52間の縁側
千葉県, 日本
- 建筑师
- 山﨑健太郎デザインワークショップ
- 位置
- 八千代市, 千葉県, 日本
- 年份
- 2022
建築によって忘れてしまったものを思い出す
「52間の縁側」は、高齢者のためのデイサービスである。クライアントの石井さんは、認知症などシリアスな問題を抱えていたとしても、ありのままその人らしい日常の暮らしを送れる介護を実践してきた。この計画では、認知症や障害があっても、さらに言えば年老いていくことが、日常と切り離されずに過ごしていけるような環境の実現を目指して計画された。
敷地は南北に細長く、崖条例により建物を建てられる範囲が限定されている。悪条件ではあるが、奥行き2.5間を持った縁側のような床を一直線に設け、メインストラクチャーである木架構と、さまざまなアクセスがある開かれた縁側で地域に対する構えをつくろうと考えた。そこに街の人が利用する「カフェ・工房」、「高齢者が過ごすリビング」、「はなれのような座敷と浴室」の3つの機能に外部スペースを挟み込んで配置している。
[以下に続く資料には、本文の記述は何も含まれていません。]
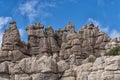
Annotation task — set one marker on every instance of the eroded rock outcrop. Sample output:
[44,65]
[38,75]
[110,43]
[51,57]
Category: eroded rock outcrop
[63,54]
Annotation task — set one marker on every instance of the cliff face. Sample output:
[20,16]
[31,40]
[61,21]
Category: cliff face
[57,55]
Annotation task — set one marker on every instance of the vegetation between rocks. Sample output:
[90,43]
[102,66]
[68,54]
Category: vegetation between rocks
[113,52]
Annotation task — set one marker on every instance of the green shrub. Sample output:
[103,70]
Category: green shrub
[113,52]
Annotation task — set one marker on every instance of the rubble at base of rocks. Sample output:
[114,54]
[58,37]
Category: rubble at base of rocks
[63,54]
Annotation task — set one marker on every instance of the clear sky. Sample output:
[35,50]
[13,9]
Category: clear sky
[57,13]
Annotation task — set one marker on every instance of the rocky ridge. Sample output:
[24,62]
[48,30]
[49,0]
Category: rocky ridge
[63,54]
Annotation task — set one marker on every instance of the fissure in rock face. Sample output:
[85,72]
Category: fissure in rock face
[49,54]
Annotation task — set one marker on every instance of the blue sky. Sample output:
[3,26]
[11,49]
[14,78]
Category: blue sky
[57,13]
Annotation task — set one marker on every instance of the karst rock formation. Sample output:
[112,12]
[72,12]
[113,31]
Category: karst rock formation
[63,54]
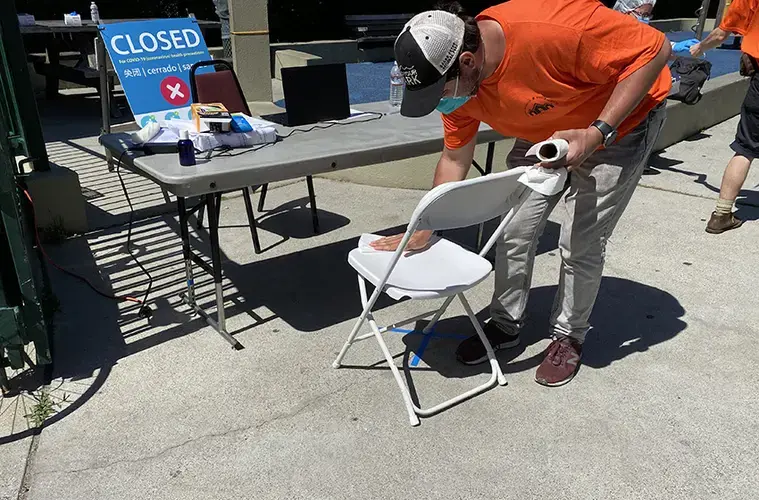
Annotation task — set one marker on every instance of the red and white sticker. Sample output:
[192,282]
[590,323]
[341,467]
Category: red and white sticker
[175,91]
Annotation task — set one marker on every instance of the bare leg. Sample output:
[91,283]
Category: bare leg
[723,219]
[734,177]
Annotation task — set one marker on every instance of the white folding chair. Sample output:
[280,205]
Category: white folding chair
[445,270]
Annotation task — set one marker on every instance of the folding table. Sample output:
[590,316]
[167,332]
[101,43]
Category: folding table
[358,143]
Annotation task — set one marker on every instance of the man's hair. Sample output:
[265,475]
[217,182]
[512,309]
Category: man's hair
[471,34]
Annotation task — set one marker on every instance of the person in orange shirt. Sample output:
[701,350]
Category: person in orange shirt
[535,69]
[739,18]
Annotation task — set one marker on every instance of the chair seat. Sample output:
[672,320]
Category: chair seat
[442,270]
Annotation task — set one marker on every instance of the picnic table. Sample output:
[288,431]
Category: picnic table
[54,31]
[350,144]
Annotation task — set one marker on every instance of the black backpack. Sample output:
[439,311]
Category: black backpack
[691,74]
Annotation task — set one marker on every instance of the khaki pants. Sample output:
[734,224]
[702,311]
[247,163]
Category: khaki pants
[594,199]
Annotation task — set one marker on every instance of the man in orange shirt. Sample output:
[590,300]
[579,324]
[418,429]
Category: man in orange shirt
[534,69]
[740,18]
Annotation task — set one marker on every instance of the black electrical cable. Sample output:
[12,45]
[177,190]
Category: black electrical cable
[145,310]
[320,126]
[67,271]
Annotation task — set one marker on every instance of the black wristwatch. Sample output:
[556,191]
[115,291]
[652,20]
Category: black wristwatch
[608,132]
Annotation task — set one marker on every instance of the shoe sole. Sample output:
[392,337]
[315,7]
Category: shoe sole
[505,345]
[720,231]
[559,384]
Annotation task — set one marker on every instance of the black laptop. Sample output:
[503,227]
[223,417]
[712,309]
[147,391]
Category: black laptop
[315,94]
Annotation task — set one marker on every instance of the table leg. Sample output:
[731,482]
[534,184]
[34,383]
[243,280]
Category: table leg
[213,231]
[251,219]
[5,387]
[215,269]
[105,92]
[312,202]
[52,80]
[488,170]
[185,234]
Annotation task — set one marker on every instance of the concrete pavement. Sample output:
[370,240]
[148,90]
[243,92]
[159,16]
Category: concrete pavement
[660,410]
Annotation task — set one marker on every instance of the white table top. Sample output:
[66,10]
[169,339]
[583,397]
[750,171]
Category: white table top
[356,144]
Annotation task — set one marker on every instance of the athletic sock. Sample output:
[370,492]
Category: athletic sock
[724,207]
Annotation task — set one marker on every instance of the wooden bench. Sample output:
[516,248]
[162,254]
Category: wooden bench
[377,30]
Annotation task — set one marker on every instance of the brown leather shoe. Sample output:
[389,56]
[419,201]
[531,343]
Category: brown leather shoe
[720,223]
[560,364]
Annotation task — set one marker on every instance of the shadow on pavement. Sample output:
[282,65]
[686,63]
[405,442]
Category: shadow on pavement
[629,317]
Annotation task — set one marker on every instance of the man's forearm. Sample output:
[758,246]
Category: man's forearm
[714,39]
[629,92]
[454,165]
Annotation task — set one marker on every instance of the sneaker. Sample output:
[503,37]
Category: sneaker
[472,351]
[560,364]
[720,223]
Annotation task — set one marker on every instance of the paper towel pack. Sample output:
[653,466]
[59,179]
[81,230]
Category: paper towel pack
[547,181]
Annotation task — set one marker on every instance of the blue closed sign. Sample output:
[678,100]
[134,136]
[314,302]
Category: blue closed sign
[153,61]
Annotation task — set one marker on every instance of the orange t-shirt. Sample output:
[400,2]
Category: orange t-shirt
[563,59]
[739,18]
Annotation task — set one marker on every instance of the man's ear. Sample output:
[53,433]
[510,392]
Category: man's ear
[466,60]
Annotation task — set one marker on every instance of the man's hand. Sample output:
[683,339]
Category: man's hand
[714,39]
[419,241]
[582,144]
[685,45]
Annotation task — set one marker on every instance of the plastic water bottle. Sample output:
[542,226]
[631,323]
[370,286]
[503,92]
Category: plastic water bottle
[94,13]
[397,84]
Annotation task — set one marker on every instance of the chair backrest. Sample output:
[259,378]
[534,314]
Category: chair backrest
[218,86]
[468,202]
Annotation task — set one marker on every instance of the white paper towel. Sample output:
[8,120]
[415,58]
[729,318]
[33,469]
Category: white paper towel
[549,151]
[546,181]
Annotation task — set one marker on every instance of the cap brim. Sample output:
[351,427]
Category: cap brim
[419,103]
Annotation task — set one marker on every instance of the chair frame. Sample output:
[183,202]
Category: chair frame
[496,378]
[246,191]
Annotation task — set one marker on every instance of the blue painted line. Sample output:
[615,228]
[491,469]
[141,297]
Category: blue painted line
[425,341]
[417,356]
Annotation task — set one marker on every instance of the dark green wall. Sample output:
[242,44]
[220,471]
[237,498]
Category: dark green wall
[290,20]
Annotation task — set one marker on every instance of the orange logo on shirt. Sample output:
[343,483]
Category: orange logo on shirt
[537,105]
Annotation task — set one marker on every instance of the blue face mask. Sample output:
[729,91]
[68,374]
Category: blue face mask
[450,104]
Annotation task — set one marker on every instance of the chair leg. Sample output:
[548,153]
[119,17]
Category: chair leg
[357,326]
[262,198]
[366,315]
[251,220]
[494,365]
[312,202]
[438,314]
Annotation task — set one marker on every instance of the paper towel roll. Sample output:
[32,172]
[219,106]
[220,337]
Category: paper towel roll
[146,133]
[549,151]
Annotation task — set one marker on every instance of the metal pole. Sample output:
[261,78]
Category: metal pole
[702,18]
[720,12]
[105,98]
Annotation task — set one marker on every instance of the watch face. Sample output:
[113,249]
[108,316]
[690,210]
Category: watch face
[610,138]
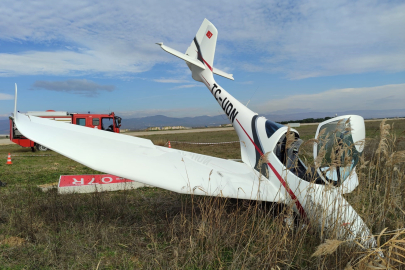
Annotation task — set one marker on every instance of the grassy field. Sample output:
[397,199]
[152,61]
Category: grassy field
[150,228]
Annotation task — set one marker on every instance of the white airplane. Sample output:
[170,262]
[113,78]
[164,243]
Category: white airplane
[266,172]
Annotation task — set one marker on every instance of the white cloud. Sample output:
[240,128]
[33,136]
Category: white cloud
[6,96]
[299,39]
[169,80]
[187,86]
[81,87]
[384,97]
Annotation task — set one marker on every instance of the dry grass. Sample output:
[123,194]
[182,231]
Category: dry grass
[155,229]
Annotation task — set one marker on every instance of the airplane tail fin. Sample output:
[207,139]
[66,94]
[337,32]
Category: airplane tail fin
[203,45]
[200,54]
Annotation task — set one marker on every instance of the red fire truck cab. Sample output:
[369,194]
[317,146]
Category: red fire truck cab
[108,122]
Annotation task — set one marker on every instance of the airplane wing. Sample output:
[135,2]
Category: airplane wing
[140,160]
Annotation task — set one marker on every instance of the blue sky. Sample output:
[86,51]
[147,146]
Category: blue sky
[84,56]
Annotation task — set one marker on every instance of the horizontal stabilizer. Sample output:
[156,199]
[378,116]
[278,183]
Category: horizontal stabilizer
[183,56]
[223,74]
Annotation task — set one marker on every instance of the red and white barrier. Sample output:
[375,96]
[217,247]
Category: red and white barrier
[89,183]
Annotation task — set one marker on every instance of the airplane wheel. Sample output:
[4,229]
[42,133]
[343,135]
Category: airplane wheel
[41,148]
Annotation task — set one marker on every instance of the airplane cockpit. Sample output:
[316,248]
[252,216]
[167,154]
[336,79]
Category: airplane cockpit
[335,152]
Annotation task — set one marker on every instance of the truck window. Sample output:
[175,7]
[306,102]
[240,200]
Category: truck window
[96,121]
[81,121]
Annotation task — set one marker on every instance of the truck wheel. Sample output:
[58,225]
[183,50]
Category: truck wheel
[41,148]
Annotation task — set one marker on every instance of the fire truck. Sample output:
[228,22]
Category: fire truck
[108,122]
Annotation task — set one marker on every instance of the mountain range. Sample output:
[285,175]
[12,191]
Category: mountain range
[203,121]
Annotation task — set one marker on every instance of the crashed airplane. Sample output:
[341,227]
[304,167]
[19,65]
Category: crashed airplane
[271,169]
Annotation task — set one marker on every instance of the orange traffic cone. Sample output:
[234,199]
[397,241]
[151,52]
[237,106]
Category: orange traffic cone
[9,159]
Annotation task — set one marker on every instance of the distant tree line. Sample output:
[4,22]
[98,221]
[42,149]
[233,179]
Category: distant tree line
[307,120]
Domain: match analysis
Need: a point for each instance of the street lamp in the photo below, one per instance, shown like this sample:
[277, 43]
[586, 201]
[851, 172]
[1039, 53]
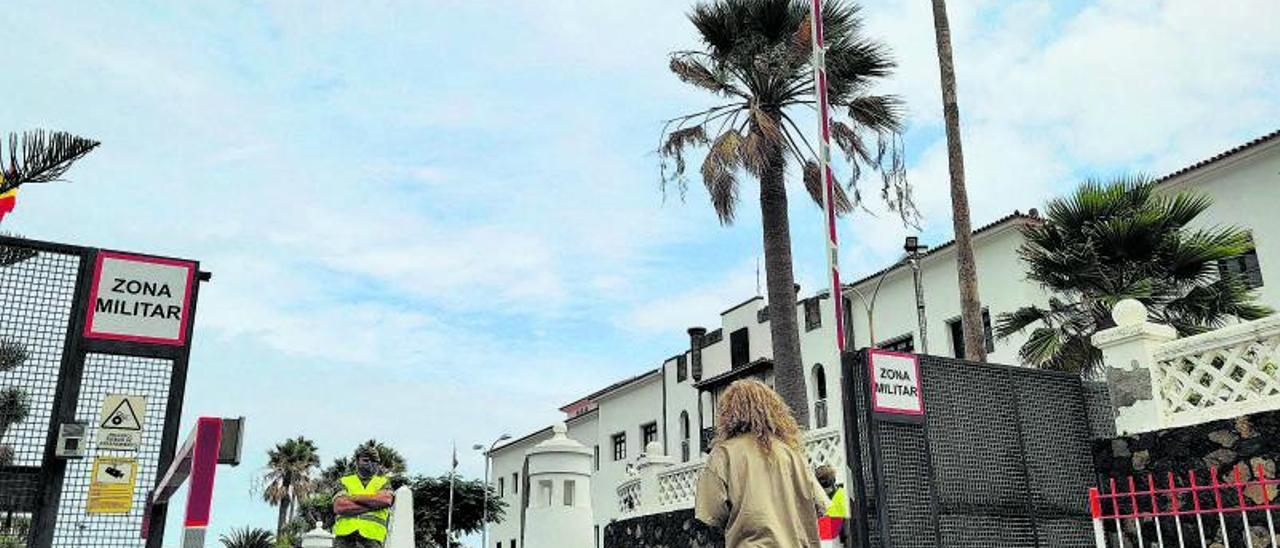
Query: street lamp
[484, 521]
[914, 251]
[869, 304]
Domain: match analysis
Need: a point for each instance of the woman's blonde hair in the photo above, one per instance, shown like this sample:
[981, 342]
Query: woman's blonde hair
[750, 407]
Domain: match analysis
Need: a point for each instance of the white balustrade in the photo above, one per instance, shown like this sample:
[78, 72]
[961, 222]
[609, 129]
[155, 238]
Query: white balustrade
[1220, 374]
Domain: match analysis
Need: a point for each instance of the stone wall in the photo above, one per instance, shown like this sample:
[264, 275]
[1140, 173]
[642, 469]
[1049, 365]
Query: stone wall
[1216, 447]
[676, 529]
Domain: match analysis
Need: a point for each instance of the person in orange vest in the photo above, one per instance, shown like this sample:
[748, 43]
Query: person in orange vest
[364, 505]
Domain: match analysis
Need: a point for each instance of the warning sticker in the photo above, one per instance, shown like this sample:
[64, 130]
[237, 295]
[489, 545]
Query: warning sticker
[110, 489]
[120, 423]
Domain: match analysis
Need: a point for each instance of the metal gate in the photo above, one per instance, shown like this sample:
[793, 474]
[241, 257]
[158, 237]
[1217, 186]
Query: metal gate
[58, 375]
[1001, 457]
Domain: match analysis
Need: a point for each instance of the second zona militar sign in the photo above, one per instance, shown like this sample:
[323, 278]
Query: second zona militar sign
[895, 383]
[140, 298]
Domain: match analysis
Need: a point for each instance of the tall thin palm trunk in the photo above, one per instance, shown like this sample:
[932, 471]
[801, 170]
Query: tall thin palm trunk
[970, 306]
[787, 365]
[283, 516]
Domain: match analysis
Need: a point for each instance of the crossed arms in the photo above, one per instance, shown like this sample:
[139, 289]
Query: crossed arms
[355, 505]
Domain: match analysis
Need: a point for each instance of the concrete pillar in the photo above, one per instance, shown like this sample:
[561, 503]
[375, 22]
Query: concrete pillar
[318, 538]
[652, 464]
[400, 533]
[1128, 355]
[560, 494]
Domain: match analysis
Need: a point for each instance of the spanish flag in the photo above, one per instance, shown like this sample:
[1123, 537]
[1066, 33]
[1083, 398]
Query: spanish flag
[7, 201]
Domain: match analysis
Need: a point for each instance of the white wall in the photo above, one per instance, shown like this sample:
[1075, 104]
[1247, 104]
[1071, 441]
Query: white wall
[1246, 192]
[622, 411]
[1002, 287]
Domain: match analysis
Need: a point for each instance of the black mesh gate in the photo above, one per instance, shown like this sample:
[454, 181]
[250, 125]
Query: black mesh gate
[51, 374]
[1000, 459]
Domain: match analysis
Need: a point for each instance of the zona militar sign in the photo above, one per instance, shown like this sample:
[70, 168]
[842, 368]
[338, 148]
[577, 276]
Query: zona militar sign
[895, 380]
[140, 298]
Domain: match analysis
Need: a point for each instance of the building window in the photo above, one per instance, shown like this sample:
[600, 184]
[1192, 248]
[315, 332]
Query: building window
[684, 437]
[812, 314]
[739, 348]
[544, 492]
[905, 343]
[648, 434]
[1244, 266]
[713, 337]
[956, 330]
[620, 446]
大きな構えとしての架構に対して、負けるように小さな壁やボリュームを挿入して、ひとのための小さな場所を散りばめていった。特に、挿入された建築要素の境界、つまり窓辺を丁寧に設えた。例えば、カフェとテラスの間の窓辺にはデイベットを設け、厚みのあるニッチに体をあずけられるように寸法や建具の種類、素材の選定を行うことで、一人だけれど、他者と一緒に過ごせる「居方」を生み出している。
この場所は、地域のNPOや石井さんの仲間たちの協力により、さまざまな人たちにとっての居場所となっていく予定だ。他者の手を借りたい近隣のひとり親家庭や、不登校などの子どもたちにとっての場所になればと皆が考えている。ここに集まる高齢者、障害者、子どもたち、地域の人々、これから彼らの関わりが少しずつ始まろうとしているのだ。地域にじんわりと馴染んでいくために、庭の池や竹穂垣は、地域の人たちにも協力してもらい一緒につくってきた。賑やかなワークショップでの出来事ではあったが、さまざまな人たちがこの場所で過ごすさまを見ていると、この建築は橋のようにも、お寺のようにも見えてくる。みんなが縁側でおにぎりを頬張る姿を眺めていると、この建築は、近代日本が無くしてしまった大切なものを思い出せてくれる。